Databricks Community

marcio_oliveira · ‎05-13-2025

I have several notebooks that run code to ingest data from various APIs into our Data Warehouse. I have several modules that I reuse in multiple notebooks, things like redshift functions, string cleaning functions and json cleaning functions. Out of nowhere this morning some notebooks started to randomly fail to import modules or fail to import functions from said modules.

In the bellow example the code is failing to import a function (that I confirmed exists and the name is correct)
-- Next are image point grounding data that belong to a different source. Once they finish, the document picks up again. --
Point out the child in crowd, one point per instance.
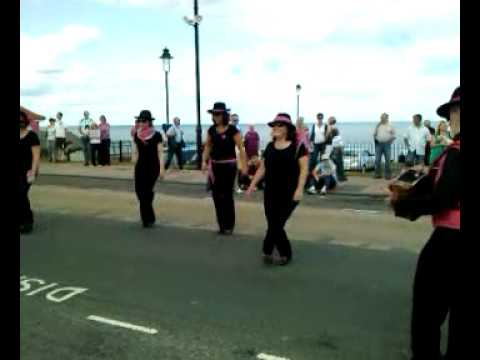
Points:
(324, 175)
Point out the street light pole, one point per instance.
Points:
(166, 57)
(166, 91)
(298, 88)
(197, 75)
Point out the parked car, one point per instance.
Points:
(359, 160)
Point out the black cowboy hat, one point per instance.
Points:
(145, 115)
(218, 107)
(444, 110)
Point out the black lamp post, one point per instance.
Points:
(298, 88)
(195, 22)
(166, 57)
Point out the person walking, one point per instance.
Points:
(428, 145)
(251, 141)
(219, 159)
(440, 270)
(416, 139)
(83, 129)
(60, 137)
(440, 140)
(95, 142)
(284, 167)
(52, 156)
(175, 143)
(104, 153)
(384, 136)
(149, 166)
(337, 154)
(28, 170)
(302, 133)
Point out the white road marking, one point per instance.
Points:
(263, 356)
(359, 211)
(125, 325)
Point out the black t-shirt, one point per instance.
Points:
(282, 169)
(223, 144)
(26, 144)
(148, 150)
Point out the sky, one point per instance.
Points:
(353, 59)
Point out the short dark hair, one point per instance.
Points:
(23, 115)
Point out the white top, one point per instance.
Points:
(319, 134)
(94, 135)
(60, 130)
(175, 131)
(417, 138)
(385, 133)
(337, 142)
(51, 133)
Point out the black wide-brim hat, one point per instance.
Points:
(145, 115)
(282, 119)
(444, 110)
(218, 107)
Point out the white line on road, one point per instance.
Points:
(371, 212)
(263, 356)
(122, 324)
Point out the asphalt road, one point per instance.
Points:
(334, 201)
(208, 297)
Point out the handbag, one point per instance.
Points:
(410, 186)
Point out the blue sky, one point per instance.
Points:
(354, 59)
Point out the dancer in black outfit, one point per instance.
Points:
(437, 289)
(220, 160)
(149, 165)
(285, 169)
(28, 169)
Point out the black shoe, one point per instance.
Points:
(267, 259)
(283, 260)
(26, 228)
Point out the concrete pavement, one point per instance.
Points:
(356, 184)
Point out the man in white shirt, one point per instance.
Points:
(60, 137)
(416, 139)
(175, 143)
(83, 129)
(52, 156)
(384, 136)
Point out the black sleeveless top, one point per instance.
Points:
(148, 151)
(282, 169)
(223, 144)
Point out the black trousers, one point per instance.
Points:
(175, 150)
(26, 214)
(337, 158)
(222, 193)
(95, 150)
(104, 153)
(145, 180)
(278, 210)
(437, 292)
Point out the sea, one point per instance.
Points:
(351, 132)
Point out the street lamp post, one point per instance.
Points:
(166, 57)
(298, 88)
(195, 22)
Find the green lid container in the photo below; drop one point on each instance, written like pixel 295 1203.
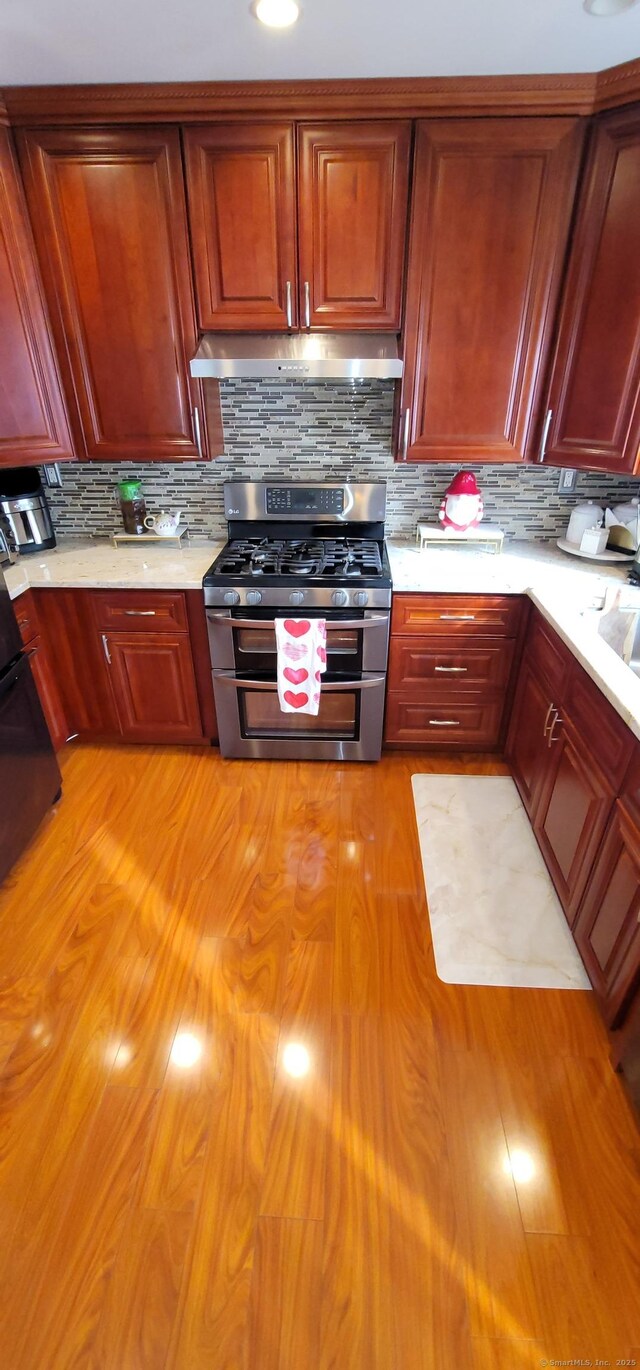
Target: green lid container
pixel 129 489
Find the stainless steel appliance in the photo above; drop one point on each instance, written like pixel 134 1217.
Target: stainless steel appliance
pixel 25 510
pixel 29 774
pixel 293 356
pixel 300 551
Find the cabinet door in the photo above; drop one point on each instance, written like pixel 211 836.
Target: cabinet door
pixel 491 213
pixel 526 741
pixel 243 223
pixel 48 693
pixel 154 687
pixel 572 815
pixel 77 659
pixel 595 387
pixel 33 424
pixel 607 928
pixel 352 215
pixel 110 222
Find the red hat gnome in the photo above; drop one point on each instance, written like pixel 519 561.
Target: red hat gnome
pixel 462 504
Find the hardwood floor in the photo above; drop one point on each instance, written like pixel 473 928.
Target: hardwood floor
pixel 244 1126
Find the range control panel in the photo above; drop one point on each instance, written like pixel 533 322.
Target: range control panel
pixel 304 499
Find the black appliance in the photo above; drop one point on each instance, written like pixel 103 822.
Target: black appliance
pixel 311 551
pixel 25 510
pixel 29 773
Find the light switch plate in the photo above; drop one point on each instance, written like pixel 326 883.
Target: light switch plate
pixel 568 481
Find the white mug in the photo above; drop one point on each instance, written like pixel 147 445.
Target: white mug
pixel 166 525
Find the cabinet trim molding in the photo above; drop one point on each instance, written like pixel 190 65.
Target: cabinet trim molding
pixel 191 102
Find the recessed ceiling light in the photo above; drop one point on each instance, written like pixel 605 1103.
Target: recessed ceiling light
pixel 606 8
pixel 277 14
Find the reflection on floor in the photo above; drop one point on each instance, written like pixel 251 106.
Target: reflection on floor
pixel 244 1125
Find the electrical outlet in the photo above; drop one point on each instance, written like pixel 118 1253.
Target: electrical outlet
pixel 568 481
pixel 52 474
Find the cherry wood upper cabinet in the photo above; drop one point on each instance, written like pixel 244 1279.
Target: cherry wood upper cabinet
pixel 595 385
pixel 489 222
pixel 352 219
pixel 110 222
pixel 33 424
pixel 240 181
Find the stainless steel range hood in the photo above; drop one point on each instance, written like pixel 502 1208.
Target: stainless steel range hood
pixel 314 356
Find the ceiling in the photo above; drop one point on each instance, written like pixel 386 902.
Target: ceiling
pixel 50 41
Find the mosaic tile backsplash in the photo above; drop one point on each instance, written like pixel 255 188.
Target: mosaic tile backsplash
pixel 320 432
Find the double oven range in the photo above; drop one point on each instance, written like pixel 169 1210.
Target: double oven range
pixel 300 551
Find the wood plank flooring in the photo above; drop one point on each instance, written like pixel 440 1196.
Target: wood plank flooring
pixel 244 1126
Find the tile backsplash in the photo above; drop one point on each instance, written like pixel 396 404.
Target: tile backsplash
pixel 320 432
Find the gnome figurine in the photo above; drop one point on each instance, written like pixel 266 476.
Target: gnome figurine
pixel 462 506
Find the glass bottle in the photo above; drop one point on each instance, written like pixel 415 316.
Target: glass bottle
pixel 133 507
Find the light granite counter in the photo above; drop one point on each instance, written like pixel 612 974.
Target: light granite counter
pixel 559 587
pixel 96 565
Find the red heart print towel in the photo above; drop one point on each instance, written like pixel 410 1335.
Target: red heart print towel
pixel 302 659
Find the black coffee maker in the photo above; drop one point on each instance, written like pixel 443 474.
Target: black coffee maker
pixel 23 510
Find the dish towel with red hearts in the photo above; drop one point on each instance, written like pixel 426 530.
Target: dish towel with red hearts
pixel 302 661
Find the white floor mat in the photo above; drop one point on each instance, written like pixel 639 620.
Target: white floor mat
pixel 494 913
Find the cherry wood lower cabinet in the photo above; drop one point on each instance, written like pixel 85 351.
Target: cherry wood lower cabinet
pixel 607 928
pixel 451 665
pixel 568 751
pixel 572 814
pixel 144 680
pixel 154 687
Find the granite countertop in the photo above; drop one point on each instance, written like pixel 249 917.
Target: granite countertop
pixel 559 587
pixel 95 563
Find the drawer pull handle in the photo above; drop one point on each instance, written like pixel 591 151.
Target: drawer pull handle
pixel 557 719
pixel 551 710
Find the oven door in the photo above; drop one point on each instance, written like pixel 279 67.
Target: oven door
pixel 348 725
pixel 244 641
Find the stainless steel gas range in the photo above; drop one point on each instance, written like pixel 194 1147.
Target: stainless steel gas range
pixel 302 551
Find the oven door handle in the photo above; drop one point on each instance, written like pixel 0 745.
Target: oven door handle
pixel 326 689
pixel 332 625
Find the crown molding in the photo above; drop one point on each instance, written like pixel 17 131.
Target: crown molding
pixel 618 85
pixel 381 97
pixel 204 102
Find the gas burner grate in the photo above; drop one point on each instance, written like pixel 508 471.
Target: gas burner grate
pixel 335 559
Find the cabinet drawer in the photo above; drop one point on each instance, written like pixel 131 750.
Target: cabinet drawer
pixel 546 652
pixel 466 615
pixel 26 617
pixel 461 724
pixel 140 611
pixel 447 665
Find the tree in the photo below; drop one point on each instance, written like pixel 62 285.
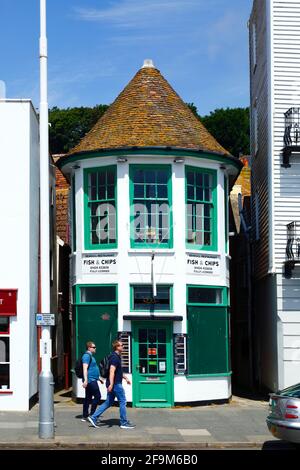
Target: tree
pixel 69 125
pixel 231 128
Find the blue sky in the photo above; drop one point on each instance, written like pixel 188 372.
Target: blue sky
pixel 96 46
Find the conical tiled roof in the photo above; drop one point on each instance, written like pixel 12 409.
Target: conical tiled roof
pixel 148 113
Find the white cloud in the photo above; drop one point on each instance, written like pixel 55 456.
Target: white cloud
pixel 128 13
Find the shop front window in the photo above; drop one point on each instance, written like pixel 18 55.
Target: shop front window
pixel 201 213
pixel 4 354
pixel 100 208
pixel 151 220
pixel 144 300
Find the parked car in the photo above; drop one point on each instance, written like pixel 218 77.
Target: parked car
pixel 284 418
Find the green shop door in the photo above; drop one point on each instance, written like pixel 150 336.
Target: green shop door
pixel 152 365
pixel 98 323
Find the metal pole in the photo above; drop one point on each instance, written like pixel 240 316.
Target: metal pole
pixel 46 409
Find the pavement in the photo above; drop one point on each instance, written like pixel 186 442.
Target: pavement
pixel 240 424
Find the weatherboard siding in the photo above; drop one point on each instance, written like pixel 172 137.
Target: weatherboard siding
pixel 259 99
pixel 286 60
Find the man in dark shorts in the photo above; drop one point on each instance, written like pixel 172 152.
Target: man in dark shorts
pixel 114 389
pixel 91 376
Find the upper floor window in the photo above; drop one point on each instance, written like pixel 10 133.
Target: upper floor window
pixel 201 208
pixel 254 46
pixel 150 200
pixel 100 208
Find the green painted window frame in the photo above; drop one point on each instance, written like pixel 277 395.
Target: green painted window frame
pixel 132 168
pixel 226 202
pixel 227 372
pixel 77 294
pixel 223 305
pixel 214 204
pixel 132 309
pixel 87 231
pixel 224 296
pixel 74 242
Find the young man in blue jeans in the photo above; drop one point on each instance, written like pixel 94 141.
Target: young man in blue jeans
pixel 91 376
pixel 114 389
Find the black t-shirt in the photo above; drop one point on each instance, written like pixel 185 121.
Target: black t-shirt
pixel 115 360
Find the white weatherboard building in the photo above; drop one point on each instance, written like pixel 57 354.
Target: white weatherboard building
pixel 275 109
pixel 19 242
pixel 150 260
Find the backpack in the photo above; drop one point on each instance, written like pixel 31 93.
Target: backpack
pixel 79 367
pixel 104 366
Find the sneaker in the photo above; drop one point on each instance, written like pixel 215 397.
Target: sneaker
pixel 93 422
pixel 127 425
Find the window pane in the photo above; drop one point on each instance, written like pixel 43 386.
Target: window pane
pixel 150 176
pixel 4 324
pixel 4 349
pixel 142 335
pixel 144 300
pixel 4 376
pixel 151 206
pixel 98 294
pixel 102 225
pixel 199 208
pixel 204 295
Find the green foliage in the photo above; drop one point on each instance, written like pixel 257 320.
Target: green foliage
pixel 230 127
pixel 69 125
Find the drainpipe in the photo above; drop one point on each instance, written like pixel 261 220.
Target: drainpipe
pixel 46 384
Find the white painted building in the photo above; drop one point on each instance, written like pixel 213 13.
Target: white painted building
pixel 274 28
pixel 19 242
pixel 162 285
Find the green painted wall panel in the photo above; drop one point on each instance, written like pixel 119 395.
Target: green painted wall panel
pixel 207 340
pixel 98 323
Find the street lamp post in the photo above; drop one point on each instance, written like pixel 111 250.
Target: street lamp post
pixel 46 385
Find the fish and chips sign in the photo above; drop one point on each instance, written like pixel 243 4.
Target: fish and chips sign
pixel 99 264
pixel 203 265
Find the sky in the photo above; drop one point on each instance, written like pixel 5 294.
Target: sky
pixel 95 47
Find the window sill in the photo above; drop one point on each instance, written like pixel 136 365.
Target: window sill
pixel 148 251
pixel 203 376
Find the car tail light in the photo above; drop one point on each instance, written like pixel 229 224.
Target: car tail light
pixel 290 416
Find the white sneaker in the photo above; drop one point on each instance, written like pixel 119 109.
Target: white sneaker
pixel 127 425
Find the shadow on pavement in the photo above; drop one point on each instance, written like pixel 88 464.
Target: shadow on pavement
pixel 279 445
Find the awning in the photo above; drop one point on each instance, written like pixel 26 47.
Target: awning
pixel 153 317
pixel 8 302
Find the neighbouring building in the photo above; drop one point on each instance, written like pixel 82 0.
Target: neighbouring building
pixel 241 280
pixel 19 251
pixel 150 251
pixel 274 28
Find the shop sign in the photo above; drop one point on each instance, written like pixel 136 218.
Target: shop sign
pixel 99 264
pixel 45 319
pixel 203 265
pixel 8 302
pixel 152 351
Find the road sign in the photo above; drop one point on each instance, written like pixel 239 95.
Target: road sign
pixel 45 319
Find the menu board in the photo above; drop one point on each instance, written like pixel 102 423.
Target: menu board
pixel 125 337
pixel 180 354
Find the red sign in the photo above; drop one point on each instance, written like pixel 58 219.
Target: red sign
pixel 8 302
pixel 152 351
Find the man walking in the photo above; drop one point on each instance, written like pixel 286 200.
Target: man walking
pixel 114 389
pixel 91 375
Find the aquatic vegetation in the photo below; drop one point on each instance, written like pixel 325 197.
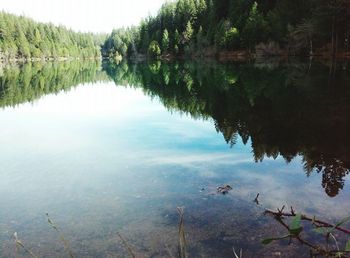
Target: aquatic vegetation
pixel 295 229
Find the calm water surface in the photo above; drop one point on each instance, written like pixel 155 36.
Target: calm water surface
pixel 117 148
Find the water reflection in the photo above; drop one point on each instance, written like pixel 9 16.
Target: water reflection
pixel 106 158
pixel 30 81
pixel 288 109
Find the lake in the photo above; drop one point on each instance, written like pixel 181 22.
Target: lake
pixel 110 151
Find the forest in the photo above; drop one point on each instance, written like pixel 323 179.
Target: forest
pixel 23 38
pixel 197 28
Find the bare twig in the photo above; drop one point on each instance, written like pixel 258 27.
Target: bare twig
pixel 316 222
pixel 126 245
pixel 182 237
pixel 20 244
pixel 63 239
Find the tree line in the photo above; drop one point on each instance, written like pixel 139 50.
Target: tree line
pixel 206 27
pixel 23 38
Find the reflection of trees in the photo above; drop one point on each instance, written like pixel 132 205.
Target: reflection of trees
pixel 19 84
pixel 285 110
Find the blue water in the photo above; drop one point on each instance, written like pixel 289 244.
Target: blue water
pixel 103 159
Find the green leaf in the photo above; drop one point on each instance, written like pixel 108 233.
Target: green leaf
pixel 295 226
pixel 322 230
pixel 342 221
pixel 347 246
pixel 270 240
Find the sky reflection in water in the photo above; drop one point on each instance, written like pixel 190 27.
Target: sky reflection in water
pixel 102 159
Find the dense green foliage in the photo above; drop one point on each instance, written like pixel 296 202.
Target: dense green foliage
pixel 22 38
pixel 189 27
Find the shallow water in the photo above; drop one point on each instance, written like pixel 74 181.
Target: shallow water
pixel 103 157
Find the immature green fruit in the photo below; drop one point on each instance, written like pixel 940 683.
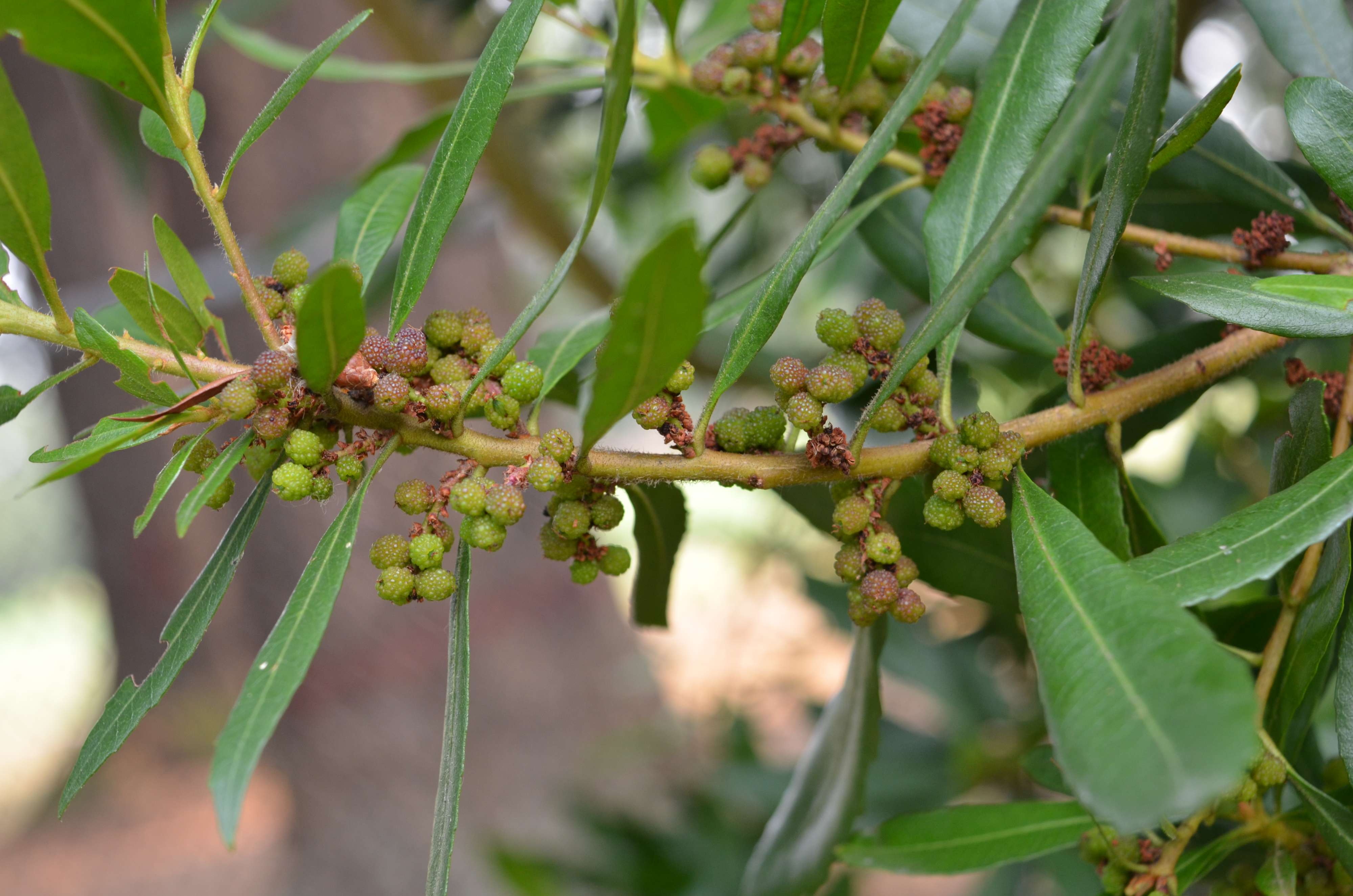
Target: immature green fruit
pixel 850 516
pixel 426 551
pixel 558 444
pixel 484 532
pixel 850 564
pixel 415 497
pixel 396 585
pixel 554 546
pixel 392 393
pixel 952 486
pixel 942 515
pixel 293 482
pixel 584 572
pixel 304 447
pixel 443 329
pixel 837 329
pixel 830 384
pixel 435 585
pixel 608 512
pixel 616 561
pixel 712 167
pixel 654 412
pixel 292 269
pixel 986 507
pixel 271 371
pixel 883 547
pixel 545 474
pixel 681 380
All the Jobs are running on Serverless. When I run the same notebooks manually, there are no errors. Also, when I just click to "Repair Run" once it fails, it runs normally.

Anyone has any idea of what could possibly be happening?

lingareddy_Alva · ‎05-13-2025

Hi @marcio_oliveira

This is most likely caused by race conditions in cluster/job startup combined with dynamic module paths or
delayed workspace availability in Serverless or ephemeral job clusters. Specifically:
-- sys.path may not yet include /Workspace/Tools when the module is imported.
-- The underlying file system (e.g., DBFS mount of Workspace) might not be fully initialized at the exact moment the import is executed.
-- Workspace imports work fine in interactive sessions because the environment is already fully initialized.

Also, Databricks may have updated runtime behavior or tightened workspace initialization in recent releases,
which could expose previously hidden issues.

Fix Options
1. Use Absolute Imports with Workspace Directories
If your module is in /Workspace/Tools/json_tools.py, make sure you're importing it properly:

import sys
sys.path.append("/Workspace/Tools")
from json_tools import clean_dataframe_jsons

If this fails only sometimes, you can wrap it with a retry logic (see below).

2. Retry-Import with time.sleep (Recommended in Your Case)
Yes, you can use time.sleep(x) combined with retry logic:

import time
import sys

sys.path.append("/Workspace/Tools")

retries = 3
for i in range(retries):
try:
from json_tools import clean_dataframe_jsons
break # success
except ImportError as e:
if i < retries - 1:
print(f"Retrying import due to error: {e}")
time.sleep(2) # Delay before retrying
else:
raise

3. Move Reusable Code into a Wheel or .whl File
If possible, package your shared functions into a .whl file and install it as a library to the job cluster via %pip install or job-level configuration.
This is the most reliable and scalable solution.

Example:
python setup.py bdist_wheel

Then install:

%pip install /Workspace/Tools/my_wheel_package.whl

4. Avoid Serverless if Determinism is Critical
Switch to a non-serverless job cluster or interactive cluster if possible,
as the Workspace file system is guaranteed to be available earlier in the execution lifecycle.

LR

View solution in original post

lingareddy_Alva · ‎05-13-2025

Hi @marcio_oliveira

Thanks for sharing the error and the context — this intermittent module import issue in Databricks Serverless jobs is a known behavior in some environments,
and here’s what’s likely going wrong :

Root Cause:
A race condition or cold-start issue in serverless clusters where:
-- The notebook starts executing before the module files in /Workspace/Tools are mounted/available.
-- Python import caches may be stale or inconsistent between jobs or cluster warmups.

LR

marcio_oliveira · ‎05-13-2025

Thanks for you response, @lingareddy_Alva !
The code ran for months before starting to exhibit this behavior. Could something have changed now in Databricks?
And how do I fix this? Is a time.sleep(x) after I import the modules something that can help?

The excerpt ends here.